Der Mahrwirt auf der Flucht hatte in Nacht und Nebel die Steinwänd glücklich erreicht. Der Stadel, welcher zwischen den Felsen im kleinen bewaldeten und tiefverschneiten Hochthale stand, war in der Eile von den Bauern so hergerichtet worden, daß ein Mensch zur Not ein paar Wochen drin leben konnte. Es fehlte nicht an einem rohgemauerten Kochherde, nicht an Brennholz, nicht an Brot und Wildfleisch, nicht an Heu, um sich zu bergen. Sogar mehrere Eschenholzklötze waren vorhanden und Schnitzwerkzeuge dabei, damit der Flüchtling sich mit etwas beschäftigen konnte. Tags über war es recht frostig in dem dunkeln Raume, denn heizen und kochen durfte der Einsiedler erst, wenn es Abend ward und der aufsteigende Rauch nicht zum Verräter werden konnte.
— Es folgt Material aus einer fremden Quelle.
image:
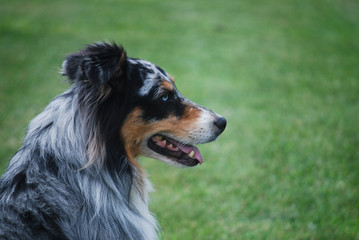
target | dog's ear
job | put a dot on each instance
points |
(97, 63)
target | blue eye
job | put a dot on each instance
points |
(165, 98)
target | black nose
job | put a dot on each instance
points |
(220, 123)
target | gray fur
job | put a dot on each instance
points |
(60, 198)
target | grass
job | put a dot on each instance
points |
(284, 73)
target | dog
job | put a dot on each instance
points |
(77, 175)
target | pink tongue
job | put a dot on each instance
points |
(187, 149)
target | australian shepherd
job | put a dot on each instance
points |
(77, 175)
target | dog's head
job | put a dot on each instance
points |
(137, 105)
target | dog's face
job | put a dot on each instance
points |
(165, 125)
(159, 122)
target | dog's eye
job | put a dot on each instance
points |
(164, 98)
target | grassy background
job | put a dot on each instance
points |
(284, 73)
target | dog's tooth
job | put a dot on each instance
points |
(191, 154)
(158, 137)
Aber trotz aller Vorsicht sollte des Verbleibens an diesem versteckten Orte nicht lange sein. Schon in der vierten Nacht seines Aufenthaltes im Stadel bemerkte Peter, daß unten bei dem etwa eine halbe Stunde entfernten Steinwändhäusler der Kettenhund ununterbrochen bellte, was in den vorhergehenden Nächten nicht so gewesen. Bald nach Mitternacht waren dort ein paar Flintenschüsse abgefeuert worden. Der Mahrwirt ahnte nichts Gutes, eilends machte er sich fertig, band Schneereifen unter seine Sohlen, hing den Rucksack über und den Stutzen und flüchtete hinan ins hohe Gebirg. Anfangs ging es leidlich über den Schnee; als der Morgen anbrach, war er schon auf den Steinboden. Hier über gefrorenem Schnee war bei einiger Achtsamkeit auch ein leichteres Vorwärtskommen als im Sommer über das klobige Gestein. Peter dachte an die Hütte, in welcher er etliche Wochen früher Zuflucht gefunden hatte. Aber wie sollte er dahin kommen?
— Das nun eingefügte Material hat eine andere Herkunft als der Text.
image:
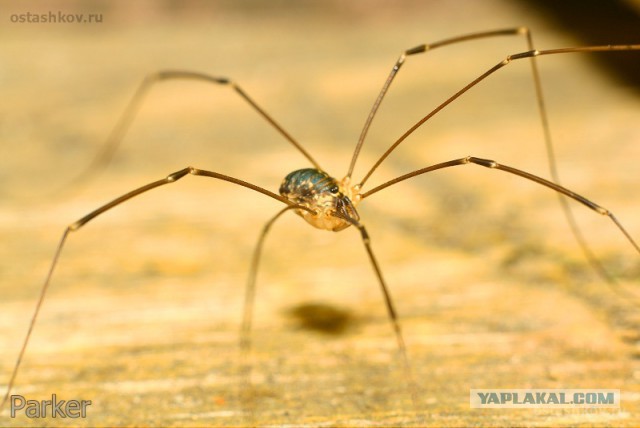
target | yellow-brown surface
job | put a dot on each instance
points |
(144, 309)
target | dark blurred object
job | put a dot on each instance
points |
(599, 22)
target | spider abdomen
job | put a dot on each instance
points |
(323, 194)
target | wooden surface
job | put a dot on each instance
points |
(144, 310)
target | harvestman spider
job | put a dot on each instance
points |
(325, 202)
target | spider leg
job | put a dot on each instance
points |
(421, 49)
(393, 316)
(491, 164)
(106, 207)
(124, 122)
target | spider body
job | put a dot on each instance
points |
(332, 203)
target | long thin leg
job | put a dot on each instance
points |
(95, 213)
(420, 49)
(250, 292)
(249, 299)
(506, 61)
(393, 316)
(494, 165)
(123, 124)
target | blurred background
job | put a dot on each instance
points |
(493, 292)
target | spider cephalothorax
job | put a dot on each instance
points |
(332, 202)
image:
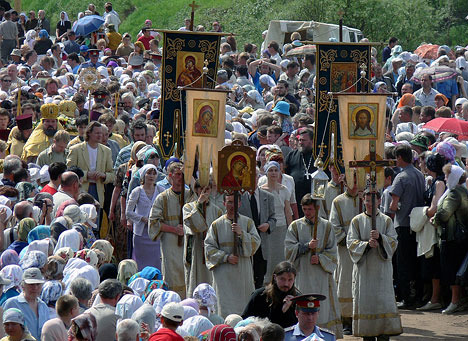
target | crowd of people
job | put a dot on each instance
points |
(102, 239)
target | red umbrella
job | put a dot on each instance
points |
(449, 125)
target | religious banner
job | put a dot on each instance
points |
(185, 54)
(362, 126)
(206, 118)
(337, 70)
(237, 169)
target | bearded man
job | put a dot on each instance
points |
(274, 300)
(43, 135)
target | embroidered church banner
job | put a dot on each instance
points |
(362, 119)
(337, 69)
(184, 56)
(206, 118)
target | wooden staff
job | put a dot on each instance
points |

Um die Mittagszeit, als er rastete und hinausschaute in die blendende Schneelandschaft der hohen Berge, und hinab in die Thäler, die mit rostbraunem Nebel vollgestopft waren, bemerkte er zu seinem Schreck eine schwarze Kugel, welche aus den Tiefen über die Schneefelder sich gegen ihn heranbewegte. Peter eilte weiter und erreichte einige Stunden später das Plankhornkar, eine Gegend, die er von früher her kannte und wo mehrere Alpenhütten gestanden waren. Diese Hütten standen jetzt nicht mehr, aber die feuergebräunte Mauer eines Kochherdes ragte aus dem Schnee hervor. Abgebrannt. Der Mahrwirt wanderte weiter, trotzdem seine Kraft fast erschöpft war, er mußte zu den Hütten der Oberthalalm gelangen. Aber auch hier fand er nur Brandstätten.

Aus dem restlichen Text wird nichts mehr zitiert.